It's by no means true that boys always outperform girls on math tests — in some countries, there's no difference at all. But a gap does persist in the US and the UK, as does the stereotype that girls' mathematical skills just naturally don't measure up to boys'. Researchers at Cambridge University decided to look into one factor that might influence girls' scores: anxiety. They found that girls were indeed more anxious about math than boys, and that anxiety could be holding them back.
For their study, published in Behavioral and Brain Functions, psychologist Amy Devine and her coauthors gave a math test to 433 British schoolkids, ages twelve to fifteen. They also gave the kids a standardized questionnaire to measure their anxiety about math.
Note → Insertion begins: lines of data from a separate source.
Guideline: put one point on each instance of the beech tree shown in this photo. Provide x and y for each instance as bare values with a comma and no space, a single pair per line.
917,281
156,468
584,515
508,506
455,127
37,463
The girls didn't actually score lower than the boys on the test, but they did have significantly higher anxiety. And anxiety was more likely to affect performance for girls than it was for boys. That means, according to the study authors, that girls might actually do better at math than boys if anxiety weren't holding them back.
There are lots of possible reasons why girls might be more anxious. The study authors note that the idea that men and boys are simply better at math persists to some degree in British culture, meaning girls might be socialized to think they're no good at it. They point out that this view is changing. However, Sian Beilock, psychologist and author of Choke: What the Secrets of the Brain Reveal About Getting It Right When You Have To offers another disturbing possibility. Her research shows that when female teachers are anxious about their own math ability, students can pick up on that — and female teachers' anxiety disproportionately affects female students. Since most primary-school teachers in the US (and the UK) are female, girls may be suffering from anxiety caused by a previous generation's experience of stereotypes.
And while girls didn't perform worse overall in either Devine's or Beilock's research, Beilock told BuzzFeed Shift that anxiety can have lasting effects. Girls who are anxious about math or who think they're bad at it because of their gender may "disengage," becoming less excited about pursuing math in the future. Such disengagement could contribute to the continued gender gap in math and engineering fields.
Beilock did offer some potential solutions to this problem. She said boys tend to be more likely to use alternate methods to solve math problems, like breaking the problem down into smaller parts or first eliminating multiple-choice answers that don't make sense. These strategies also tend to be less affected by anxiety, and teaching them to girls could help them cope with worry. Boys also tend to get more practice at math concepts outside of school — in building projects, for instance. Giving girls more access to such projects could boost confidence.
Girls also benefit, Beilock said, when adults frame math skill "as a malleable ability that can change over time with effort," rather than something some people naturally have more of than others. It may help them to hear that they have as much potential as boys do — which Devine's study and others have shown to be true — and that being good at math is really about hard work, not gender.